With the tariffs in place and fueling concerns of a recession, investors flocked to safer assets classes such as Treasuries and munis. Muni yields dipped as much as 28 basis points last week. With the rally this past week, munis were able to return roughly 1.48% for the first few days of April, bringing year-to-date returns back into positive territory at 1.26%. The rally last week comes off of the negative performance during the month of March when bonds fell by 1.7% as supply outweighed demand and investors selling to pay their taxes.
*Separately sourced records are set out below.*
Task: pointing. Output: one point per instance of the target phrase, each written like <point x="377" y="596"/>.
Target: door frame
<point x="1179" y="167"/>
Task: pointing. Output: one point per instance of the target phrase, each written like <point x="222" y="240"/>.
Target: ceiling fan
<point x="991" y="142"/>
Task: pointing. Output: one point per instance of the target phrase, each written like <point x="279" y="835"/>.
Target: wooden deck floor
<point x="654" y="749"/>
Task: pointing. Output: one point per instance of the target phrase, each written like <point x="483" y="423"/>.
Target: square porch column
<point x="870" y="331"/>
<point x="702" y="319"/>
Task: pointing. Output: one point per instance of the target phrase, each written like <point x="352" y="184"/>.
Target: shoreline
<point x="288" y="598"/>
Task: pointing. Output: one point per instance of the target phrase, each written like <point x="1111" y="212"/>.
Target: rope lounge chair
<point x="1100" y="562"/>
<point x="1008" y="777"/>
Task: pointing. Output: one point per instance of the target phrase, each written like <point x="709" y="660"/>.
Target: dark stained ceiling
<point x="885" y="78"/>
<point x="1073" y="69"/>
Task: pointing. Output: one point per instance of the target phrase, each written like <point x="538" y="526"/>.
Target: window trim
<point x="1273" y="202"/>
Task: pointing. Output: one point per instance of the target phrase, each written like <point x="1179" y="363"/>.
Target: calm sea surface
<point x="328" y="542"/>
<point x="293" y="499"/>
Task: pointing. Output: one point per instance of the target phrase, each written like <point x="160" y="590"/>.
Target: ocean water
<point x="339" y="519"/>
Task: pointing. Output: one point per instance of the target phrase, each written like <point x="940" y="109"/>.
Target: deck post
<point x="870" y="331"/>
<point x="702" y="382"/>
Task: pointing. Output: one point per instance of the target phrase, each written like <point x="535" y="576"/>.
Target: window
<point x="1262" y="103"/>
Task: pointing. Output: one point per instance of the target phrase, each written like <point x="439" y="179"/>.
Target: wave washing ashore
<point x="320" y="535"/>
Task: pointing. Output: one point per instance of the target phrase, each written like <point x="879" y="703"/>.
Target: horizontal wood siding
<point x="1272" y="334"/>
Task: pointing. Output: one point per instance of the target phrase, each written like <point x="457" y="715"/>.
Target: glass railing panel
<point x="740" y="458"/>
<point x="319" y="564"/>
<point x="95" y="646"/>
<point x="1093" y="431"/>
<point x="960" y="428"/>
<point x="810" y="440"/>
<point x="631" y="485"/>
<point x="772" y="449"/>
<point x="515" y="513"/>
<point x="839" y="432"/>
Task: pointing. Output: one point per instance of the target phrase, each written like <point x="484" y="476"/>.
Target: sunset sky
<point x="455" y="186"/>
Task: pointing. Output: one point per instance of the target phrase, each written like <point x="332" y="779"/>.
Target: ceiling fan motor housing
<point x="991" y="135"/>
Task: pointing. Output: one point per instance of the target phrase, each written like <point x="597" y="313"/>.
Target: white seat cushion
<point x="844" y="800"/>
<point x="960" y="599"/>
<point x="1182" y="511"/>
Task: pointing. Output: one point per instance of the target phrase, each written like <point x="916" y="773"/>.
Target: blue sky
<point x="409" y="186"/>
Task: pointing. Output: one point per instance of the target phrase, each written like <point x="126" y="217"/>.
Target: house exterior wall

In the two trading days since the tariffs were imposed, we saw muni yields fall by an average of 20 basis points across the curve with the belly of curve seeing a drop of about 21-basis points. We did see the muni-to-Treasury ratio richen as well over the past week as we saw an average of a 1 percentage point drop across the curve as investors took advantage of cheaper munis.

Municipal Supply: This week, the negotiated calendar will have an expected volume of about $8.9 billion with the largest deal being $1.5 billion New York City GO which AmeriVet will be participating in the Selling-Group. The second largest deal of week will be the Bon Secours Mercy Health will issue $890 million of Hospital and Health Facility Revenue Bonds for systems in Ohio, South Carolina, and Virginia. AmeriVet will be serving as a Co-Managing Underwriter for the State Public Works Board of the State of California which will be issuing $688 million in Lease Revenue Bonds with $585 million being tax-exempt, and $103 million being taxable. Additionally, the State of Oregon will be issuing $466 million of Oregon State Lottery Bonds.